May 24, 2018

CS160 Class Project - Face Detection

For my Software Engineering class project, I along with 3 other people was tasked with creating a web service that accepted video uploads, ran a face detection neural network on them, and drew delaunay triangles on the face. I was responsible for the server routing, database, and front end.

Here's a video of the final result:

We finished the minimum viable project early in the semester, so we decided to implement live video streaming! This was considerably more difficult to get working than the file uploading was, but we managed it. Demo video of live streaming:

Stack

Server-side I went with Node.js, with Postgres, Sequelize ORM, Socket.io for streaming, and Google Sign In for authentication.

The frontend was built with React and Redux. Styling was done with RMWC using a CSS-in-JS approach.

Dean Johnson built the processing application in C++ using FFMPEG, OpenFace, and EyeLike.

Streaming

The streaming was tricky, as it involved simultaneously uploading and downloading video in real time. I used websockets with Socket.io's stream functionality to tackle this. Dean was able to get the face processing up to around 40fps (props to him!), so the speed of the neural network itself was solved. What did prove difficult was the video encoding. None of us on the team had prior experience working with video, but we learned a lot.

Video captured from the webcam comes in as basic WebM/VP8 format and codec. If you were to just pipe that incoming stream to a file, it results in a working WebM video. The problem is that there seems to be some kind of header at the beginning of the file that is necessary; if you don't have it you can't read the video. Since the processing takes a few seconds to spin up, we had to find a way around this.

The solution was RTSP streaming.
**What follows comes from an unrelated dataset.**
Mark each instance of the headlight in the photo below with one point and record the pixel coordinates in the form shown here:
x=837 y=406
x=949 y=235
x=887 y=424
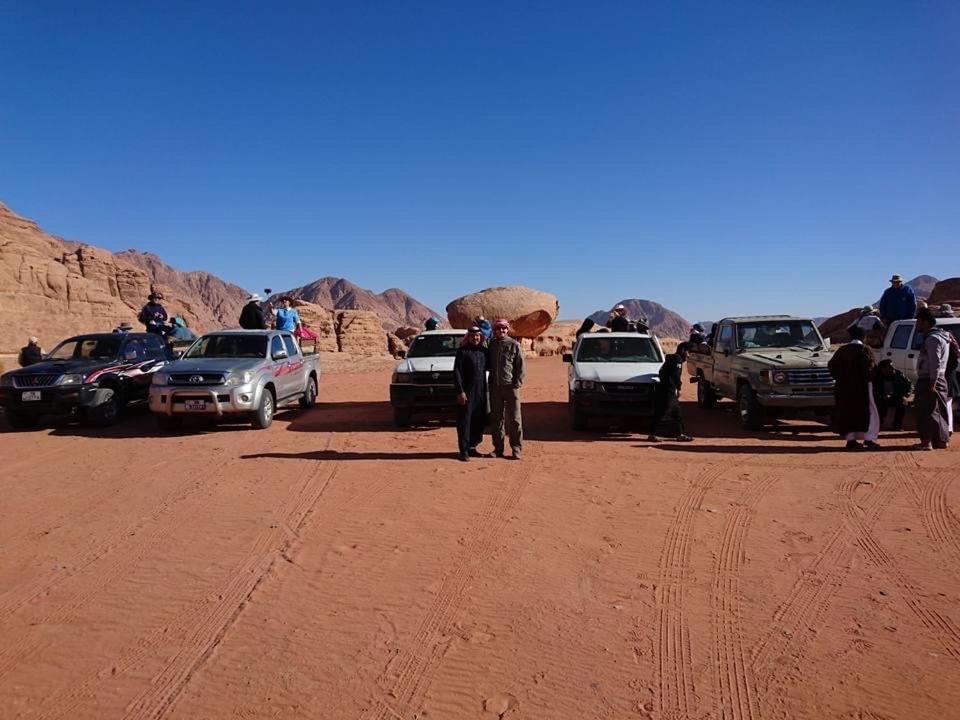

Dean set up the processing to accept an RTSP URL as an input, so the final pipeline looked something like this:

  • Client opens a socket stream with server, starts piping video
  • Node receives video stream, pipes it to FFMPEG
  • FFMPEG serves it with this handy RTSP server at a randomized local address
  • Node fires up the processing application and sends the created RTSP address to it
  • The processing outputs the video stream (with triagles drawn) to STDOUT
  • Node grabs that STDOUT, creates a reverse stream back down to the client through the socket, and sends the video
  • The client receives the stream with the video and injects it into an HTML5 video player using this handy-dandy library

We ended up with about 6-8 seconds of lag and couldn't get it any better than that before the project needed to be presented. We suspected that it was due to the RTSP streaming, but we couldn't figure a way to cut it out.

Thoughts

All in all, I thought this project was a resounding success. It was one of the few group projects I've been a part of that was big enough to have work for more than one person.

I enjoyed Redux but found it to be overly verbose; currently I'm looking at Undux.

The source code for the processing, server, and frontend is all on GitHub.